Independent directors – are they for real?
 

A series of developments in the corporate sector ranging to the disastrous privatisation of Lanka Marine Services Ltd, ‘doctoring’ of accounts by listed companies and insufficient disclosure have once again brought to focus the role of independent directors in these companies.

Under Section 6 of the Rules of Corporate Governance in the Colombo Stock Exchange there is an elaborate criteria for defining ‘Independence’. Amongst a host of rules, it says that subject to Clause 6.3 (a) and (b), a non-executive director shall not be considered independent if he/she has been employed by the listed company during the period of two years immediately preceding appointment as director; currently has/had during the period of two years immediately preceding appointment as director, a Material Business Relationship (mean a relationship resulting in income/non-cash benefits equivalent to 10% of the director’s annual income) with the listed company, whether directly or indirectly; has a close family member who is a director, Chief Executive Officer (and/or an equivalent position) in the listed company and has a significant shareholding in the listed company.

However there are no clear rules and guidance by regulators on how directors should operate, their roles and responsibilities. President of the Federation of Chambers of Commerce Nawaz Rajabdeen says that independent directors should be truly independent and it is essential to do away with the Sri Lankan practice of packing boards with ‘yes men’.

He added that most of the Sri Lankan companies, directors are appointed by the major shareholder and therefore they are not independent. These directors carry out the directives of major shareholders without considering its impact on the performance of the company.

He pointed out that some companies require independent directors to see them through a corporate transition such as a change in ownership and the non executive director may bring highly specialised knowledge invaluable to a company going through a flotation, relocation, rebuilding programmes and/or strategic alliance. At its simplest level, an independent director might just be brought in to fill a temporary shortage of in-house qualified directors, he said.

Mr. Rajabdeen emphasized the need to bring in people of competence with professional qualifications as independent directors rather than appointing ‘yes men’ to boards. He asserted that no one should look at independent directors as being hostile to board of directors of companies as they are very useful to any company. An independent director however can often see risks and opportunities in the market place that are sometimes overlooked by the executive management. This is because they are not wrapped up in the day-to-day running of the business. An independent director can, step back from the stress of everyday business life and see things from a different perspective. They can provide a vital strategic overview, he said.

Aritha Wickremanayake, Partner, Nithya Partners noted that when independent directors indulge too long in their positions, they may not be able to independently act when taking an unbiased decision. "When they are too long in the same post their decisions can become coloured," he said.

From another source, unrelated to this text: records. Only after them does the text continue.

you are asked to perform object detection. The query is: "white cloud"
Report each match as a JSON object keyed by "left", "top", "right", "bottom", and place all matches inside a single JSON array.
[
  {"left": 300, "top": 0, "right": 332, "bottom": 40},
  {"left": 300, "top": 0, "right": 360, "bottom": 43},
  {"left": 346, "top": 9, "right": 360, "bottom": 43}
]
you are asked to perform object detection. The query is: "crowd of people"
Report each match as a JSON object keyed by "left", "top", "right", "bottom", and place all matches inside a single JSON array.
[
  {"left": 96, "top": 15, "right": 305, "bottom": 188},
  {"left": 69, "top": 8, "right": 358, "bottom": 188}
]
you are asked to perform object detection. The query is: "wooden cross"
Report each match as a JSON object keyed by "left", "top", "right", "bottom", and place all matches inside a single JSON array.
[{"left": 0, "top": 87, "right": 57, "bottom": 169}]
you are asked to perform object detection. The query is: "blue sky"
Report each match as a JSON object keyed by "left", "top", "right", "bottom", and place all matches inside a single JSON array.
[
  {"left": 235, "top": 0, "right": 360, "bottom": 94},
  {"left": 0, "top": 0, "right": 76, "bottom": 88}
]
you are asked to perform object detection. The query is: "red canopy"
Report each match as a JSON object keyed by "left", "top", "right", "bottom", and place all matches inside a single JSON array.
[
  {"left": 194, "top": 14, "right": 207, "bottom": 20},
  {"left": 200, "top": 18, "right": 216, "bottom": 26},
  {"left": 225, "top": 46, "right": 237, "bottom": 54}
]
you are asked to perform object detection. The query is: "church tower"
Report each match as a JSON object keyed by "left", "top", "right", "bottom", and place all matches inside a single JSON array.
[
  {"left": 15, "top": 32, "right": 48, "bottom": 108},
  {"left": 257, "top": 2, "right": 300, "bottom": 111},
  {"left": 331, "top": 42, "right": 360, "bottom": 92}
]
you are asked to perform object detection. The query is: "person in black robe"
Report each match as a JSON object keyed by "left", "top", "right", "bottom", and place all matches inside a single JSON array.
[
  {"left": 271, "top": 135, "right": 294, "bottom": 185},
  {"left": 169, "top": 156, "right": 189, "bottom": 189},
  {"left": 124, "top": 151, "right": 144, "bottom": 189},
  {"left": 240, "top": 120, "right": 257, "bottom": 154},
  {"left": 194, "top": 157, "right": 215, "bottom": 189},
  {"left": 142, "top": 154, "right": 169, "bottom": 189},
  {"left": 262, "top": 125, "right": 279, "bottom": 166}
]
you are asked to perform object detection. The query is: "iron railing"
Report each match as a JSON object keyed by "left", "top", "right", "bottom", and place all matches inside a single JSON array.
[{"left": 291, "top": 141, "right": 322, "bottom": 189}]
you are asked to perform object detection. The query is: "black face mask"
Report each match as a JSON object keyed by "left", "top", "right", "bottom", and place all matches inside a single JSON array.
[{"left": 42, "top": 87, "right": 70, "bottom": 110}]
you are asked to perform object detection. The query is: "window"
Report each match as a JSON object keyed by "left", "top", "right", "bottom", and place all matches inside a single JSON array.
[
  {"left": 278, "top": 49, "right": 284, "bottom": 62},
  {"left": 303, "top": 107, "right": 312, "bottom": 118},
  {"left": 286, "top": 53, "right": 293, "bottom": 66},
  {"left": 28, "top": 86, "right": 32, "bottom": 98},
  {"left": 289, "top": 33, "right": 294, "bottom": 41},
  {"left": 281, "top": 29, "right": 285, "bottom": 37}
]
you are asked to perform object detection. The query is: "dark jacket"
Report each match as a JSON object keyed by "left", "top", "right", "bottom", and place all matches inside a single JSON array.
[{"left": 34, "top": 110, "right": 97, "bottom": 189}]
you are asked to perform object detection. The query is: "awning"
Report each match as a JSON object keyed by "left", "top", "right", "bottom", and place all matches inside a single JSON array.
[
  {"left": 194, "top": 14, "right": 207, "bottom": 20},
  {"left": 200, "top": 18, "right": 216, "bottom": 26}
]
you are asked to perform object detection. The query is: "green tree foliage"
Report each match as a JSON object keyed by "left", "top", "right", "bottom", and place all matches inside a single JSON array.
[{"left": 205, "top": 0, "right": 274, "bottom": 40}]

He said that in most firms, independent directors are retirees and for the most part old. This, he said coupled with the stipend they get, other benefits plus the 'prestige' does not allow them to 'rock the boat'. "As such they will become dependant on the board," he added.

Mr. Wickremanayake noted that despite the notion that the presence of the independent directors in a board will induce fair decisions, they are still a minority. "They may be voicing their opinions, but these may not be reflected in the director board's final decisions.

He said in other countries, there is something called 'peer reviews'. "Here the directors evaluate their fellow directors." K.C. Vignarajah, a public rights activist who has been constantly raising issues on minority shareholder interest, said that independent directors should ensure transparency and disclose maximum material information which affects the decisions of the shreholders and the investing public on their purchase decisions.

"In effect, he/she should represent the independent and minority shareholders monitoring the activities of the controlling interest and the executive directors in managing the affairs of the company," he said.
He said the process of selecting independent directors is hilarious. "They should be elected by the independent and minority shareholders within the controlling interest and directors should not have any say in it. This should be practiced in selecting auditors as well," he said, adding that if not it will be like the thief appointing the policeman.